It's a year after your post and I'm not sure if you have made any choices yet, so I wanted to share my experiences with you:
I majored in biology because I grew up outdoors with some great environmental experiences in the 1970's in South Florida and I grew into a commitment to saving/restoring the environment. When I was an undergraduate, there were no environmental science courses at my institution, so I took geography, anthropology, and marine science courses to supplement my biology. I worked for several seasons as an Interpretive Park Ranger with the National Park Service and one of my best friends kept at it until he got a full-time position. His entire 20+ year career in the NPS has allowed him to get up from behind his desk to offer inspiring environmental education programming to many different audiences.

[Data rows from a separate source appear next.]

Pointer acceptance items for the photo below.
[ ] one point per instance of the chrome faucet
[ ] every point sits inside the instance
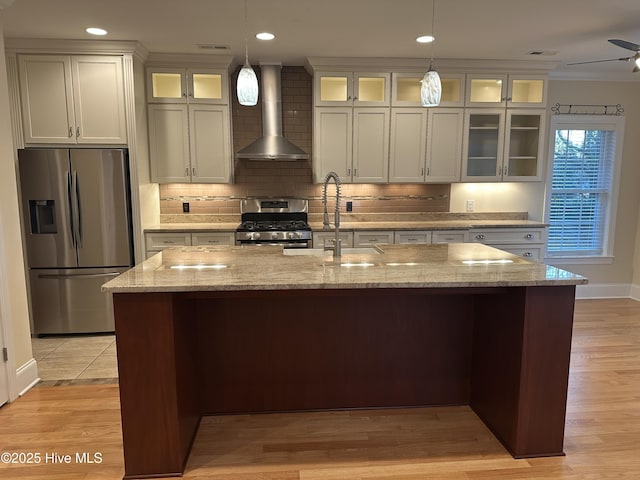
(337, 243)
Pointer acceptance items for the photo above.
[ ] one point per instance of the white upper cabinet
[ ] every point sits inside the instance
(506, 90)
(349, 88)
(187, 85)
(189, 144)
(405, 89)
(72, 99)
(503, 145)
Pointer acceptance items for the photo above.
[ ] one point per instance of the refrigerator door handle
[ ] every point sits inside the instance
(78, 210)
(55, 276)
(71, 209)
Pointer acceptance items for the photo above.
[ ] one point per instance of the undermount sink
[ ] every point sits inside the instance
(319, 252)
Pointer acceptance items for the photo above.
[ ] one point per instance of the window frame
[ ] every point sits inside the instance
(587, 122)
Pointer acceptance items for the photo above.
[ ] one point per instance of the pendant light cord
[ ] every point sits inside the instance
(246, 29)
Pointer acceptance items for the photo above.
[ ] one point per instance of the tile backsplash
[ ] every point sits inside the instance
(293, 179)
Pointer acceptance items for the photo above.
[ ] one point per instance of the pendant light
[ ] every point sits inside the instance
(247, 85)
(431, 90)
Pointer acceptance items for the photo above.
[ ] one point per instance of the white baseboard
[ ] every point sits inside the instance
(27, 377)
(605, 290)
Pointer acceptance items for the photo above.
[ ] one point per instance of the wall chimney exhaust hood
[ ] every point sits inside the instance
(272, 145)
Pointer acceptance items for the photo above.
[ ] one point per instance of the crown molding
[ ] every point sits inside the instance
(69, 46)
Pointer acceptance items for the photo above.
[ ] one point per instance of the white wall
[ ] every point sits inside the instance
(15, 308)
(530, 196)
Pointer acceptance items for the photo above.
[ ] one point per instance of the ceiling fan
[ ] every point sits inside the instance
(623, 44)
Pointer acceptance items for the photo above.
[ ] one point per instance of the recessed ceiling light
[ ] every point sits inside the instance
(425, 39)
(96, 31)
(265, 36)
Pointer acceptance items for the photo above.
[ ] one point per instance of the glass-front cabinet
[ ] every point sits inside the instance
(506, 90)
(405, 90)
(503, 145)
(349, 88)
(177, 85)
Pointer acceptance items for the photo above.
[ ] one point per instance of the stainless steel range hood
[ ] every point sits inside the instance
(272, 145)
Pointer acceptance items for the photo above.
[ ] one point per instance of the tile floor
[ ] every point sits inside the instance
(74, 359)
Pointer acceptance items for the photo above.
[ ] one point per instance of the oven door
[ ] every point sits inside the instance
(283, 243)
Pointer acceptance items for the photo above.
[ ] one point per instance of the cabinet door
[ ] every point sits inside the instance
(527, 91)
(444, 145)
(207, 86)
(332, 142)
(166, 85)
(412, 237)
(169, 143)
(370, 145)
(523, 145)
(405, 89)
(98, 92)
(47, 99)
(210, 144)
(371, 89)
(333, 89)
(483, 145)
(407, 145)
(363, 239)
(213, 238)
(326, 237)
(486, 91)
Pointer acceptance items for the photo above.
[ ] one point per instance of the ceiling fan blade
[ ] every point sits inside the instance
(624, 44)
(626, 59)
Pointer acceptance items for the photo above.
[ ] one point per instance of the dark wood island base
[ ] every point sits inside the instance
(502, 350)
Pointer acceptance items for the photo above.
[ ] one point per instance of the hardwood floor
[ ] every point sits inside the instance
(602, 439)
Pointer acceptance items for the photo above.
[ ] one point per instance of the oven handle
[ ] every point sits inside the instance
(250, 243)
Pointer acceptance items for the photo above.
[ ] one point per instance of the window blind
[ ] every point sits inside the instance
(581, 183)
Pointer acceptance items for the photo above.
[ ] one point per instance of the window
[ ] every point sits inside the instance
(582, 185)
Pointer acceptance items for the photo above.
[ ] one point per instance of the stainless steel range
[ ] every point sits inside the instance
(268, 221)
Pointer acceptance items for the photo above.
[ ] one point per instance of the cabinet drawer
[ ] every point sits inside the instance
(449, 236)
(372, 238)
(530, 252)
(412, 237)
(507, 235)
(158, 241)
(320, 238)
(217, 238)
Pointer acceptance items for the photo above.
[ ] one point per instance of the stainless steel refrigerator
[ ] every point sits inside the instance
(76, 207)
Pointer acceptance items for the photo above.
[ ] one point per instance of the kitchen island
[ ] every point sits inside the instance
(221, 330)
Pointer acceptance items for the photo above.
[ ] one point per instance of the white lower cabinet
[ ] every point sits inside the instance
(450, 236)
(366, 238)
(156, 242)
(326, 237)
(412, 237)
(215, 238)
(526, 242)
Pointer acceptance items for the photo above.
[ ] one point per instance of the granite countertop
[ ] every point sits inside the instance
(185, 269)
(366, 222)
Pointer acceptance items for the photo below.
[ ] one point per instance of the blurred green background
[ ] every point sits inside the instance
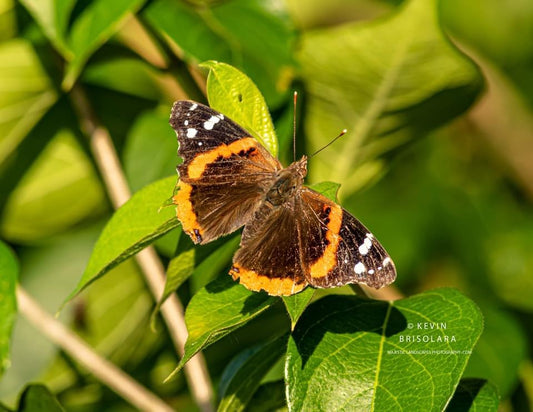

Meanwhile, after returning to universities for Masters degrees in biology and in education, I have worked as an environmental educator at parks on city, county, and state levels, and if it wasn't for a move for my husband's work at the height of the 2008-2009 economic collapse, I feel that a park job could have offered me a long-term sustainable career at the state level (but it depends on which state you are in and your flexibility to move). I am not sure if you have worked in a park system as an outdoor educator, but I think that adding environmental education certification through the NAAEE or your state affiliate would help you gain skills and offer you experiences to try out environmental education. I am taking the Arizona Association of Environmental Education's Environmental Educator Basic Certification Program now. Good luck!